Another potential limitation is that the chiropractors in the study were not specifically asked whether they considered the individual patient as candidate for MC or if they recommended a preventive approach. The analysis is based on their recommendation of continued treatment. Our results are therefore not directly comparable with those of MC studies. Neck pain is a heterogeneous condition with distinct clinical features and various responses to treatment, so the intent of continued care may have been diverse and not solely preventive. For instance, patients being slow responders to initial care plans may have required extended treatment plans, and as a result, been deemed suitable for continued care. Therefore, patients may have been recommended continued care with different objectives and, not solely preventive. However, we do believe that a recommendation for continued care may serve as a proxy for a MC recommendation.
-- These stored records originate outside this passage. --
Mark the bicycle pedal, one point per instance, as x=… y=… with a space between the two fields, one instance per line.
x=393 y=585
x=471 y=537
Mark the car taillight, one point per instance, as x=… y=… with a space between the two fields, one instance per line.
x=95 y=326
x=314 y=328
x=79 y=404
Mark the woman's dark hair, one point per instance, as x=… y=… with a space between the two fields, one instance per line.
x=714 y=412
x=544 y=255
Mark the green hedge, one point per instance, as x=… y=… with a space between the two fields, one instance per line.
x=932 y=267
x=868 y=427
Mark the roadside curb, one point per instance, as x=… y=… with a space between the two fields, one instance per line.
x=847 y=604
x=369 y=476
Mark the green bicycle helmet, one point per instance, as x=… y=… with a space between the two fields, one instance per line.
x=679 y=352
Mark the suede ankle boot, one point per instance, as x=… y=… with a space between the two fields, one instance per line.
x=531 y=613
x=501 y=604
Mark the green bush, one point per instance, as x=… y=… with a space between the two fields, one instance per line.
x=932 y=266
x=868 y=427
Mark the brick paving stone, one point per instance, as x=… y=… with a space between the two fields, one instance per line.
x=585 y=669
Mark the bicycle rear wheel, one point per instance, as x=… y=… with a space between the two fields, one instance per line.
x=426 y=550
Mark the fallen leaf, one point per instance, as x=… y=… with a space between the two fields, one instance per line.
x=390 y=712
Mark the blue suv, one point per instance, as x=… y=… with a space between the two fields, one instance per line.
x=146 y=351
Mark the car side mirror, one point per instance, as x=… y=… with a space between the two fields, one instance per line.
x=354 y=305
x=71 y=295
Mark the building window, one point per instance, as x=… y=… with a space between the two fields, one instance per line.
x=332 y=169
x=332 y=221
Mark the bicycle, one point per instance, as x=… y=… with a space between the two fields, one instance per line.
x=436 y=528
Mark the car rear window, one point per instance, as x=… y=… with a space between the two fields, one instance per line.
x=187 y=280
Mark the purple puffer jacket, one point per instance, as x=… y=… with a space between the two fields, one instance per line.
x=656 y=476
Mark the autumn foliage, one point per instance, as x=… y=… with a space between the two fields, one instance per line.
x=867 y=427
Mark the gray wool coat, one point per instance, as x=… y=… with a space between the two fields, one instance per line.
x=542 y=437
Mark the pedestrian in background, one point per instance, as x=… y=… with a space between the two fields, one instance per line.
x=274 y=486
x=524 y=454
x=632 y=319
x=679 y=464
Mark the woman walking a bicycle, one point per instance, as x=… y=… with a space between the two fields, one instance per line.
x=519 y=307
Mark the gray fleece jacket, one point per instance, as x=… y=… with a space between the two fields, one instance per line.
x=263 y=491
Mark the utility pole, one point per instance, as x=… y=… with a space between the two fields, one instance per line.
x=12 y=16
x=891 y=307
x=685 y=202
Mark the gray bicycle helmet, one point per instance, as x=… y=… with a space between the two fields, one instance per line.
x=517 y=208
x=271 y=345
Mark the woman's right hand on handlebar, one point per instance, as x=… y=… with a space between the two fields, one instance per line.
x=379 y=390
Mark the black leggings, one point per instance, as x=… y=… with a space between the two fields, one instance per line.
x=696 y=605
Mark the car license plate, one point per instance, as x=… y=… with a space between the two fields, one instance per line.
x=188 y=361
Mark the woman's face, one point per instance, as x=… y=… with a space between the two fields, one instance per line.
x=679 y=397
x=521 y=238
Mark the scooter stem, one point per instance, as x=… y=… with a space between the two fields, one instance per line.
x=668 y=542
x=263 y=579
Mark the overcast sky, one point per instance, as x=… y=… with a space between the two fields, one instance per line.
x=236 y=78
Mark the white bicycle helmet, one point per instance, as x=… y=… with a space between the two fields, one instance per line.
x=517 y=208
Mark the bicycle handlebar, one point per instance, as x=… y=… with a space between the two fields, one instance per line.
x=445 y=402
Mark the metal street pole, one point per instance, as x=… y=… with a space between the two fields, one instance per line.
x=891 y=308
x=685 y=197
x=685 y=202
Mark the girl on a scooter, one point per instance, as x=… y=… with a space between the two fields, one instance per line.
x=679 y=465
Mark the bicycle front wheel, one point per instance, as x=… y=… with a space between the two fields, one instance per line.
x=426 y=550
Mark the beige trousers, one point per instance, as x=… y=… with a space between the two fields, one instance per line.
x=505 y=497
One may argue that a follow-up period of four weeks is too short to consider a continued care approach for patients with low back or neck pain. We found that patients recommended for continued care were more severely affected at baseline and at 4-week follow-up. These patients reported higher pain intensity, a longer pain duration, and a higher number of MSK pain-sites compared to patients not being recommended continued care. One may hypothesize that the chiropractors were sensitive to these hallmarks and identified these patients as a subgroup with a more severe pain affliction. Thus, continued care would be a reasonable option to manage their condition.
Clinical implications
In patients with neck pain, a long duration of pain was a strong clinical indicator for the chiropractor to recommend continued care. Thus, the duration of neck pain may have important clinical implications.